Outro erro frequente é levar a conversa para o campo emocional, listando frustrações acumuladas em vez de resultados concretos. Manter o tom profissional, mesmo quando a resposta demora ou vem incompleta, preserva a relação de trabalho e mantém a porta aberta para uma nova tentativa mais à frente, caso o “não” apareça dessa vez — o que, vale lembrar, acontece com bastante frequência mesmo em pedidos bem preparados, e não significa necessariamente que o argumento estava fraco.
Perguntas rápidas
- Vale usar contas pessoais como argumento para pedir aumento? Não é recomendado. O foco deve estar no valor que você gera para a empresa, não nas suas necessidades financeiras pessoais.
- Ameaçar pedir demissão ajuda a conseguir o aumento? Só use esse argumento se estiver genuinamente disposto a sair — usá-lo como blefe pode sair caro se a empresa aceitar a saída.
- De quanto em quanto tempo é razoável pedir um novo aumento? Não existe regra fixa, mas o intervalo mais comum gira em torno de 12 meses, alinhado ao ciclo de avaliação da empresa.
- Preciso ter uma proposta de outra empresa para negociar? Não é obrigatório, mas ter uma noção real do mercado (mesmo sem proposta formal) fortalece bastante a conversa e ajuda a chegar num número mais realista para apresentar durante a reunião.
Nenhum desses passos garante o “sim” na primeira tentativa — mas juntos, eles trocam uma conversa baseada em esperança por uma conversa baseada em argumento. É essa diferença que costuma pesar mais na decisão do outro lado da mesa.

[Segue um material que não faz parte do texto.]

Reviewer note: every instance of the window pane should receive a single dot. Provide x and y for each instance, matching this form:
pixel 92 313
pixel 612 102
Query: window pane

Vale lembrar que negociar salário é uma habilidade que se desenvolve com a prática, não um talento natural que algumas pessoas têm e outras não. Quem já passou por essa conversa algumas vezes tende a ficar mais confortável e mais eficaz a cada nova tentativa — o desconforto inicial é normal e tende a diminuir bastante depois da primeira experiência, seja qual for o resultado dela, positivo ou negativo.

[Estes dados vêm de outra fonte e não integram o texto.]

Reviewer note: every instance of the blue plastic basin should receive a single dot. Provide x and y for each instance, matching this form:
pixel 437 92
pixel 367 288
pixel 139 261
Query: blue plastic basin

O passo prático mais simples agora é abrir uma planilha ou caderno hoje mesmo e começar a registrar suas entregas, mesmo que a conversa sobre aumento ainda esteja longe. Quando o momento certo chegar, você já vai ter o argumento pronto, em vez de tentar montá-lo às pressas na véspera, sob pressão e com menos clareza sobre o que realmente foi entregue ao longo do período.